NJJN Sports: Out to launch

January 24, 2006 -- After writing sports pieces on and off for the New Jersey Jewish News since I became a full-time writer in June 2004, the paper decided to find a home for them. Ladies and gentleman, may I introduce to you NJJN Sports.

It's amazing the sense of accomplishment -- not to mention power -- one gets when given his own project. I get to introduce myself as "sports editor." The title opens many doors and gives a certain amount of cache.
It's also amazing how much there is to write about. The comon joke is that the thinnest book in print is Famous Jewish Athletes. But fame is a relative term. The 10-year-old swimmer who comes in first at a JCC meet may not be famous...yet. But he's no less a hero to his family and friends. The same can be said for the 86-year-old sports writer who still comes to work every day.

I was at a program on Sports Columnists in a Changing Media last week at the Yogi Berra Museum.
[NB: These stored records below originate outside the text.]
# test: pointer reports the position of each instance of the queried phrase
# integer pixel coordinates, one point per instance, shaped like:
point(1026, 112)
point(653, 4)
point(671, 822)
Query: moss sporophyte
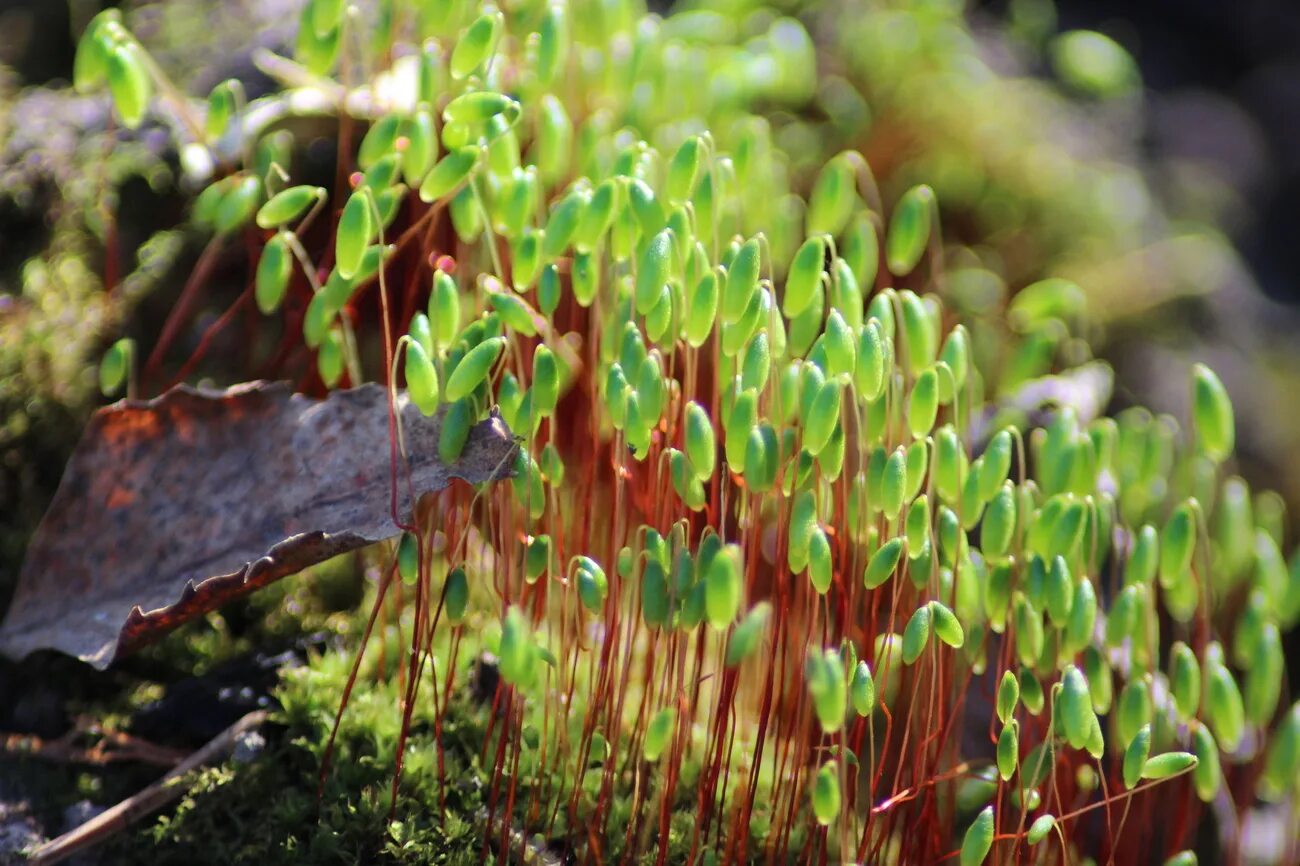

Three prominent journalists -- Dave Anderson of The New York Times, Maury Allen, late of the New York Post, and Filip Bondy of the New York Daily News -- gave their considered opinions on the state of the profession to a bunch of high school and college kids. Anderson and Allen, who began their careers when Eisenhower was president, had a ton of interesting anecdotes, but I had to wonder how much of it was getting through to a generation that barely knows what life was like before Ipods.

Anderson and Allen spoke about travelling by train with the players they covered, of a time when the athletes made about the same salaries as sportswriters, and lived in the neighborhoods the teams played in. Bondy, who came along about twenty years later, noted unhappily how the advent of cable TV, sports radio programs, and the Internet have had the effect of drasticlaly increasing the number of media personnel at any given game. Athletes are more interested in "safe, 10-second sound bites for television" than thoughtful interviews.

One of the things I've noticed in such books as Lawrence Ritter's The Glory of Their Times is the eloquence with which most of the ballplayers spoke, even those who did not have the benefit of a high school diploma (cf. HBO's Deadwood).